Entstanden sind die „Biblischen Lieder“ 1894 während Antonin Dvoráks Amerikaaufenthaltes von 1892-1895 in New York, wo er am National Conservatory of Music künstlerischer Direktor und Professor für Komposition war. Die Zeit in Amerika verlief für den tschechischen Komponisten

zunächst erfolgreich. In der Musikforschung werden die „Biblischen Lieder“ als Gipfel von Dvoráks Liedschaffen angesehen. Warum Dvorák im März des Jahres 1894 in New York seine Lieder und nicht wie geplant eine neue Symphonie komponiert, darüber lassen sich nur Mutmaßungen anstellen.

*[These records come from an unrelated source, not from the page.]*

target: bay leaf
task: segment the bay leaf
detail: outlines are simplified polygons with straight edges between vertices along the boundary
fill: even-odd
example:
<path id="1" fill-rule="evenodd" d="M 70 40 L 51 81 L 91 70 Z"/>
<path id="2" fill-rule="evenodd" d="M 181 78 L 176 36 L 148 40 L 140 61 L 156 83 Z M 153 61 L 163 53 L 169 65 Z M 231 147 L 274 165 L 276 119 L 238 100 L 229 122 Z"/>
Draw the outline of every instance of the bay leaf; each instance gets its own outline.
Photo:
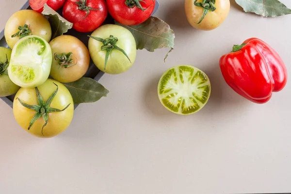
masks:
<path id="1" fill-rule="evenodd" d="M 131 32 L 136 42 L 136 49 L 146 49 L 153 52 L 157 48 L 170 48 L 164 60 L 174 49 L 175 33 L 170 26 L 159 18 L 153 16 L 136 26 L 125 26 L 115 21 L 115 24 L 126 28 Z"/>
<path id="2" fill-rule="evenodd" d="M 291 14 L 291 10 L 278 0 L 235 0 L 245 12 L 264 17 L 276 17 Z"/>
<path id="3" fill-rule="evenodd" d="M 51 27 L 51 39 L 63 35 L 73 27 L 73 23 L 63 17 L 57 12 L 45 4 L 42 15 L 48 17 L 48 21 Z"/>
<path id="4" fill-rule="evenodd" d="M 82 77 L 71 83 L 63 83 L 69 90 L 74 104 L 95 102 L 106 97 L 109 91 L 98 81 Z"/>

Das Jahr 1893 war in Amerika gezeichnet von starken wirtschaftlichen Einbußen auf dem Weltmarkt, panikartigen Bankanstürmen der Bevölkerung und dem stetig wachsenden Verlust der staatlichen Goldreserven, was im April 1893 eine schwere Wirtschaftskrise in den USA auslöste. Die Folge waren hohe Arbeitslosigkeit, Firmenzusammenbrüche und Verarmung. Dies blieb auch nicht ohne Auswirkungen auf die Präsidentin des New Yorker Conservatory of Music, im November des gleichen Jahres musste sogar der Bankrott des Konservatoriumsprojekts befürchtet werden. Es ist nicht verwunderlich, dass Jeanette Thurber schon bald nicht mehr die finanziellen Mittel besaß, um Dvorák zu bezahlen, der jedoch seine Familie mit sechs Kindern ernähren musste.

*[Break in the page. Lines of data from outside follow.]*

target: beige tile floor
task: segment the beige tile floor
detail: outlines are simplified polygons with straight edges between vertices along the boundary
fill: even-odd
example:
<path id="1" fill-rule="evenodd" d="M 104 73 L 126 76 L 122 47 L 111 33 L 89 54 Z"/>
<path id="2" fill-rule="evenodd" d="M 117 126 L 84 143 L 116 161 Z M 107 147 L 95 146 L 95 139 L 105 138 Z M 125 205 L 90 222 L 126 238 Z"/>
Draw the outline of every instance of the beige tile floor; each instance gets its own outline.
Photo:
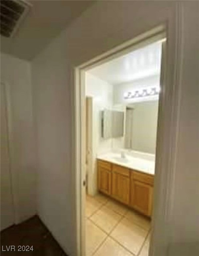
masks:
<path id="1" fill-rule="evenodd" d="M 87 196 L 86 256 L 148 256 L 150 221 L 102 194 Z"/>

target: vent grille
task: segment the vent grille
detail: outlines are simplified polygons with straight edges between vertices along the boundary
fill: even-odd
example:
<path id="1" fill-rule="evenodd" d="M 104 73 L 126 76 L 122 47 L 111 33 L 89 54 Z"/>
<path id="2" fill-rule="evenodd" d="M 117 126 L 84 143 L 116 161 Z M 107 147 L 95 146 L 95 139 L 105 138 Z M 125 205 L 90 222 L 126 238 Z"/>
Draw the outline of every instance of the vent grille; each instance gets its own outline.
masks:
<path id="1" fill-rule="evenodd" d="M 21 0 L 1 0 L 1 35 L 12 37 L 30 9 Z"/>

Auch aus Europa kommen traurige Nachrichten, innerhalb eines Vierteljahres sterben zwei enge Freunde Dvoráks: Tschaikowski am 6. November 1893 und Hans von Bülow am 12. Januar 1894. Auch Gounod, ein bedeutender Zeitgenosse stirbt am 18. Oktober 1893. Dessen nicht genug, erreicht Dvorák die Kunde aus der Heimat über den gefährdeten Zustand seines bereits achtzigjährigen Vaters, der dann auch am 28. März 1894, zwei Tage nach der Fertigstellung der „Biblischen Lieder“, aus dem Leben scheidet.

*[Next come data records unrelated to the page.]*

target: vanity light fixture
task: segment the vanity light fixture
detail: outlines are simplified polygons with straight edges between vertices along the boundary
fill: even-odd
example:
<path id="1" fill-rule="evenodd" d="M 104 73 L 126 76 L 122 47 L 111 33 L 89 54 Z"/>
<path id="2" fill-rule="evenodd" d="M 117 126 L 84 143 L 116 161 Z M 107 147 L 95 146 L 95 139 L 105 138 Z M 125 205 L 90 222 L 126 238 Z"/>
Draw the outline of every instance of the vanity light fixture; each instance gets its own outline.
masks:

Im Mai 1894 kehrt Dvorák in seine Heimat nach Böhmen zurück, um dort seine Ferien in Vysoká zu verbringen. Der erneute Aufbruch nach New York muss ihm nicht leicht gefallen sein. Die Gedanken an die Heimat jenseits des Ozeans lassen den Komponisten nicht los und Heimweh macht sich breit.

Sicherlich haben die äußeren schwierigen Umstände der finanziellen Notlage Dvorák dazu bewogen, sich mit der Komposition der insgesamt zehn „Biblischen Lieder“ auseinander zu setzen, jedoch war es viel mehr der durch Heimweh gezeichnete seelische Zustand des Komponisten, der durch die zwangsläufige Auseinandersetzung mit Tod und Leben Zuflucht und Trost in den Psalmen der Bibel suchte.

Der Zyklus der „Biblischen Lieder“ besteht aus zehn Gesängen für tiefe Solostimme mit Klavierbegleitung. Die ersten fünf Lieder hat Dvorák für kleines Orchester instrumentiert und diese Orchesterfassung 1896 in Prag selbst dirigiert. Die übrigen fünf Lieder wurden von dem damaligen Dirigenten der Tschechischen Philharmonie, Dr. Vilem Zemánek, für Orchester gesetzt und 1914 als gesamter Zyklus uraufgeführt.

Die Texte hat der Komponist selbst aus der tschechischen Bibelübersetzung ausgewählt, die seit dem 16. Jh. in Böhmen gebräuchlich war. Somit sind die „Biblischen Lieder“ ein ganz besonderes Zeugnis eines großen Komponisten, der sich auf dem Höhepunkt seiner Karriere, umgeben von Weltruhm, auf seine tschechischen Wurzeln besinnt und den tiefsten Gefühlen seines Herzens Ausdruck verleiht. Das Werk Dvoráks hingegen gründet auf unerschütterlichem Glauben und tiefem Vertrauen in Gott, das wie ein Dogma über allen Textpassagen steht. (nach Maria Liebhardt)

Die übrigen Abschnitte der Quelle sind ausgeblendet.